O outro foi tipo amor à primeira vista, e na verdade a existência desse cara iluminou um pouco a minha vida. Em relação a ele eu realmente me sinto como o filhote animado correndo atrás do animal mais velho e sério. O cara ainda consegue ser bastante sério, o que me fez me conter bastante na presença dele. Mas parece ser um cara legal, quem pode saber? Nada disso é importante, o importante é subir em árvores. Eu conheci o Amarelo quando uma garota apontou pra ele e pediu pra eu ajudá-lo, um cara alto e magro, cabelo máquina 2, corda de alpinista no ombro, andando a passos enérgicos (e enormes) recrutando pessoas com brados decididos sem parar de andar e sem hesitação. Não foi o que ele estava fazendo, foi o espírito com que estava fazendo isso. Eu me aproximei e ele pediu pra eu segui-lo. Andava e gritava pra quem quisesse ajudar que o seguisse. A ajuda de que ele precisava era para simular a base dos esportistas, na qual pessoas seriam içadas até um galho alto de uma árvore e depois desceriam de rapel. Ele já tinha passado uma corda pelo galho e amarrado a corda em outra ;arvore de forma que ela ficasse firme. Então ele começou a subir pela corda. Mas veja, ele não subiu pela corda com apenas a força dos braço e o jeito das pernas. Se ele tivesse feito isso, eu teria olhado pra ele com aquela inveja raivosa que eu sinto por aqueles que são simplesmente muito mais fortes que eu. Em vez disso, eu olhei para ele com a admiração de um discípulo. O cara estava amarrando outra corda menor na corda principal de forma que ele fazia laços com ela, subia pelo laço, deslocava o laço e subia novamente. Não sei nem exatamente o que ele fez. Se eu fosse outra pessoa, talvez eu tivesse querido correr até ele e pedir pra ele me ensinar ali mesmo. Uma chavinha dentro de mim mudou da posição "impossível" para "possível".

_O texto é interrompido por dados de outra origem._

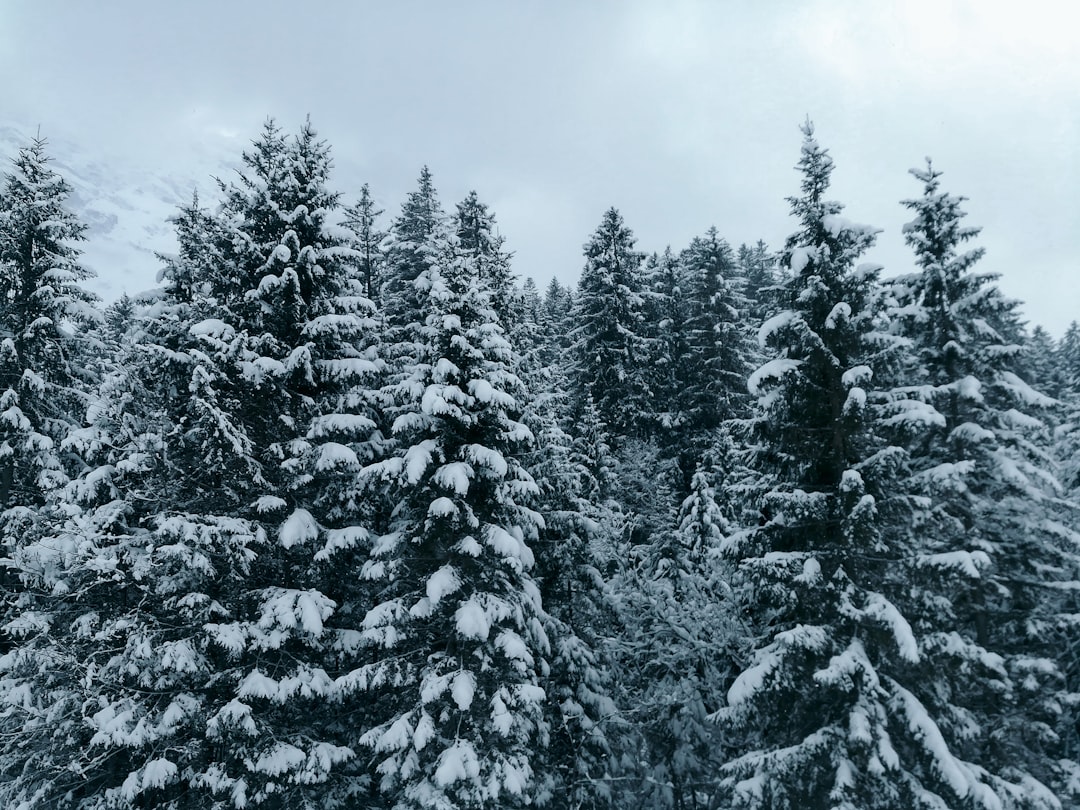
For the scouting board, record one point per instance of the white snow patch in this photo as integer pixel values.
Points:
(773, 325)
(773, 369)
(839, 313)
(442, 583)
(299, 528)
(471, 621)
(463, 689)
(455, 476)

Alguém perguntou: "Você é escoteiro ou alpinista?"
E ele, sem hesitar: "Alpinista."

E, dois dias depois, depois que eu já tinha ido conversar com ele e combinado de ir no Grupo subir em árvore algum dia, quando ele estava no meu lado no bosque e ele pôs as mãos nos galhos da árvore exatamente com eu estava com vontade de fazer, eu pensei: será que ele é como eu? Será que ele vê as árvores e imediatamente pensa em como vai subir nelas?

...

...

Sabe, eu preciso tomar um pouco de cuidado, porque escrevendo isto eu notei como quando eu me interesso por uma pessoa em começo a agir como se estivesse apaixonada por ela. Não é nada disso! Eu só quero achar pessoas com as quais compartilhar paixões, como subir em árvores e contar histórias. Eu quero encontrar pessoas que uivem comigo e com as quais eu possa aprender o que anseio por saber. Eu quero pessoas que me ajudem a lembrar dos trechos esquecidos da minha Lei.

Vocês, que são meus amigos, são meus amigos porque já uivaram comigo.

Mas...

resumindo, o resto dos caras costuma se distrair demais com seus respectivos pênises pra conseguir ouvir este Chamado.

2 comentários:

Rafael F. disse...

Vou dizer que o ano passado, em sua grande maioria, foi bem ruim pra mim. Meio sem rumo, meio inútil, meio preso em mim mesmo. Mas não é esse o caso, o caso é que eu sinto que conheci duas pessoas novas no ano todo, apesar de na verdade ter conhecido várias outras.

Curiosamente as duas foram durante provas do Detran, o que me faz querer ir atrás da metáfora que envolve aprender a dirigir um carro com aprender a dirigir a própria vida. Um carro sozinho é uma coisa, um carro em meio a outros carros estranhos e indiferentes a você é totalmente diferente. Aprender a viver uma vida nesse mundo cheio de pessoas estranhas é uma coisa totalmente diferente também.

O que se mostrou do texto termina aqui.